Your WhatsApp Business catalog is either making customers buy faster or making them leave confused. Most businesses in Dubai set one up, never test it, and wonder why customers still ask "What do you have?" despite having a catalog right there.
This 5 point test takes 10 minutes. Each point scores pass or fail. Your total score tells you exactly what needs fixing.
Open your WhatsApp Business catalog as a customer would. Scroll through the first screen. In 3 seconds, can you tell what the business sells and what the price range is?
If your first 4 items are random selections from different categories with no logic to the order, you fail. Customers scan catalogs like menus. The top items set the expectation for everything below. Your best sellers or most popular category should be first. Not your newest addition. Not your most expensive item. The one most customers ask about.
A fashion boutique in Dubai Mall reordered her catalog by putting her 3 most requested items first. Catalog enquiries increased 23% in the first week. Same products. Different order.
**Pass:** First screen shows a clear category with logical ordering and visible prices. **Fail:** First screen looks like a random product dump.
Click on any 5 items in your catalog. Does every photo show the product clearly on a clean background? Is the lighting consistent? Can you see what you're buying?
Photos taken on a desk with papers in the background, dim lighting, or watermarks from another website kill credibility instantly. The customer decides whether to trust your product based on the photo before they read a single word of the description.
The standard is not professional photography. The standard is clear, consistent, and honest.
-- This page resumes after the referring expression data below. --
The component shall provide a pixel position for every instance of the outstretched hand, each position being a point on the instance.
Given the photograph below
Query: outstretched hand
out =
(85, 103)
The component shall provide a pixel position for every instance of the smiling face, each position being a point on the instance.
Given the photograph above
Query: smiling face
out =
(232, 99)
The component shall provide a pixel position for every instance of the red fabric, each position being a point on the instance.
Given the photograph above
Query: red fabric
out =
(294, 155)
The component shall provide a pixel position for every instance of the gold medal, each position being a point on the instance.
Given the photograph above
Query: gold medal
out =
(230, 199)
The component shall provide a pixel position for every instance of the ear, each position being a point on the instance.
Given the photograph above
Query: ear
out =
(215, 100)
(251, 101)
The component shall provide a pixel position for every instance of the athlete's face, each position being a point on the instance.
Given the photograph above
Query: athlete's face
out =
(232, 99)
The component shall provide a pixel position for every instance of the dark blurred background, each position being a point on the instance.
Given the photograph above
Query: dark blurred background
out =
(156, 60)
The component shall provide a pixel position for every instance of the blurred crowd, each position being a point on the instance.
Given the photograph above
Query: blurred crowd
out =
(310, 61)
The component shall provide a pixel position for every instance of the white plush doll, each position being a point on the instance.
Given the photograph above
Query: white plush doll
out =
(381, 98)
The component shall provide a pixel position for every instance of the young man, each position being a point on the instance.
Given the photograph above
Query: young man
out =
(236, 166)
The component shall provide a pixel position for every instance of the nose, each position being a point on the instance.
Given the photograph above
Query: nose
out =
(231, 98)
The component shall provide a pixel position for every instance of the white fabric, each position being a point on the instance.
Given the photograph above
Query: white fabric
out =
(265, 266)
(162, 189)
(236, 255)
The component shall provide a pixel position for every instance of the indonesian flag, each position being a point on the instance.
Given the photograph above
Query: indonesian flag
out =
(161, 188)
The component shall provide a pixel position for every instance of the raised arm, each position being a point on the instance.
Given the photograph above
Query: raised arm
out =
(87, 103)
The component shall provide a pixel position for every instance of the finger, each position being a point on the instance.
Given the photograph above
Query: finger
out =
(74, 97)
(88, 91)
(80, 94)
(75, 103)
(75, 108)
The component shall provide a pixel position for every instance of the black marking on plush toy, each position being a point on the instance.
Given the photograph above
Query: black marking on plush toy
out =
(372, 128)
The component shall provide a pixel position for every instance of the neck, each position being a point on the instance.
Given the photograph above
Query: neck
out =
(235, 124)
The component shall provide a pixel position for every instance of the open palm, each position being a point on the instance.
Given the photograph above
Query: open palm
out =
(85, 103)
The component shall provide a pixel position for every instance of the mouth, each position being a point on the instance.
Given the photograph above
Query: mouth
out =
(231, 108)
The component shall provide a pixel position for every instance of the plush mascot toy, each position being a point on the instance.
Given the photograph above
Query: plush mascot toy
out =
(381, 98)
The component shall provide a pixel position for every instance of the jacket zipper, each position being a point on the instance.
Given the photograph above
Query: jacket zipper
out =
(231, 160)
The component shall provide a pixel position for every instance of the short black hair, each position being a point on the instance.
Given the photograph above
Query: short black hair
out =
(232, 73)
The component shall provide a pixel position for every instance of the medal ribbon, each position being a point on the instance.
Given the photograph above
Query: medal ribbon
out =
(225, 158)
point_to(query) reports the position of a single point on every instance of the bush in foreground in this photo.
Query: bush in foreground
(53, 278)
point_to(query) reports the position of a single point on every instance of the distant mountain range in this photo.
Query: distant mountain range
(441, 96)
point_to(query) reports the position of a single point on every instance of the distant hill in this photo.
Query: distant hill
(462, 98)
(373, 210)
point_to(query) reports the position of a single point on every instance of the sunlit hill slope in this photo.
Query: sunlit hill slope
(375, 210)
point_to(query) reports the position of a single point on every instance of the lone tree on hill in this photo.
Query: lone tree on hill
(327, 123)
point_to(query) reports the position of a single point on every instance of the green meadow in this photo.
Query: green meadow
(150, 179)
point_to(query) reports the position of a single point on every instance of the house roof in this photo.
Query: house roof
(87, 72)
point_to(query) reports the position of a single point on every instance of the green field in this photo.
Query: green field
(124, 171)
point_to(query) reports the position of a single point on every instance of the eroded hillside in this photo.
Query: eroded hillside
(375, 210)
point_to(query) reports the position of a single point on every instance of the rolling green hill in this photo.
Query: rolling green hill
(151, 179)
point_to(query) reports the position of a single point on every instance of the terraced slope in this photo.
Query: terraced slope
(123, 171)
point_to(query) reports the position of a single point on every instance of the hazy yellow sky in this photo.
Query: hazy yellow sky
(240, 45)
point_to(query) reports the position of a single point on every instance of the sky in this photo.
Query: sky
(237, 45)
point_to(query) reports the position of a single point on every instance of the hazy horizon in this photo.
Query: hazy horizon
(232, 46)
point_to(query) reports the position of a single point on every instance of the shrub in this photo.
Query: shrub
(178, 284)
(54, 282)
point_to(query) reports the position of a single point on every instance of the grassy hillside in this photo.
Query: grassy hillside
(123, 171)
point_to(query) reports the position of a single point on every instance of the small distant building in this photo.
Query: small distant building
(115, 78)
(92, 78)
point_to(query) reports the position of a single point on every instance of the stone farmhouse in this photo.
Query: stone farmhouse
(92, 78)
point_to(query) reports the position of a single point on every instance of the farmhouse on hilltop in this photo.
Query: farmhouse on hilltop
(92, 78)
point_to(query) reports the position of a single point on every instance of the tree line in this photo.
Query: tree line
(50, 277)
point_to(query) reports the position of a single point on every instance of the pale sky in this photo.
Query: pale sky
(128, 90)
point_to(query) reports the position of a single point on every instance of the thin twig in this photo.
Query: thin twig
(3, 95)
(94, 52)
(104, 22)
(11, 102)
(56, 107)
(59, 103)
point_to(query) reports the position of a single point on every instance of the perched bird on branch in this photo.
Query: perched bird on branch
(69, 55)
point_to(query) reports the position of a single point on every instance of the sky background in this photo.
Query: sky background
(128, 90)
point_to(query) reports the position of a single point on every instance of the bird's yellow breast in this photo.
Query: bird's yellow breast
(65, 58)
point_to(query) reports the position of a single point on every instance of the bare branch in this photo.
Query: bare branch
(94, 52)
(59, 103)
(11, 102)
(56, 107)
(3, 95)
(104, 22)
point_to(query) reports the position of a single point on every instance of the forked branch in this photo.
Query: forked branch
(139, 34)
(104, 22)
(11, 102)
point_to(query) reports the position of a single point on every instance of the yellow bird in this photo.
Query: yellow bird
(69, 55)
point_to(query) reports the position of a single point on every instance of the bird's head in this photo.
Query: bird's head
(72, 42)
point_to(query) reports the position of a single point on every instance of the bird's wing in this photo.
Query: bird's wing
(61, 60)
A phone camera with natural light and a white background outperforms a DSLR photo that's dark, cluttered, or cropped badly.
**Pass:** All 5 photos are clear, well lit, and show only the product. **Fail:** Even 1 photo is blurry, dark, or cluttered.
How many of your catalog items show a price? Count them. Divide by total items.
If less than 80% of your items have a visible price, you're forcing customers to ask "How much?" for every item. Each question is friction. Each friction point is an exit opportunity. Customers in Dubai expect to see prices. "Price on request" works for custom services, not for standard products.
A home accessories store in JLT added prices to all 45 catalog items. Direct purchases through WhatsApp increased 34%. Customers stopped asking for prices and started saying "I'll take the 89 one in blue."
**Pass:** 80% or more items have visible prices. **Fail:** Below 80%.
Pick 3 items. Do the descriptions answer the 3 questions every buyer has: What is it? What size, variant, or option is available? What do I do next to buy it?
"Beautiful bag" is not a description. "Leather crossbody bag, 25cm, available in black, tan, and olive. Message us your color choice to order" is a description. The difference determines whether the customer buys or exits to ask a competitor who provides proper details.
Your description doesn't need to be long. It needs to be complete. Material, size, available options, and the next step. Four pieces of information that turn a catalog browser into a buyer.
**Pass:** All 3 descriptions answer all 3 questions. **Fail:** Any description is vague or incomplete.
If you have more than 15 items, are they organized into categories that a customer would recognize? Not categories that make sense internally, but categories a buyer would use to find what they want.
"Collection A" and "Collection B" mean nothing to a new customer. "Kitchen" and "Bathroom" mean everything. Category names should match the words customers actually use when asking about your products. Check your recent chat history to see what language your customers use, then mirror it.
**Pass:** Categories use customer language and group logically. **Fail:** Categories are internal jargon or nonexistent.
**5/5:** Your catalog is working. Focus on adding more products and promoting the catalog link.
**3 to 4:** You have a foundation with gaps. Fix the failing points within this week. Each fix directly impacts conversion.
**0 to 2:** Your catalog is actively hurting your credibility. Customers see it and assume your business is disorganized. Rebuild it using these 5 points as your checklist. Time investment: one afternoon. Revenue impact: immediate.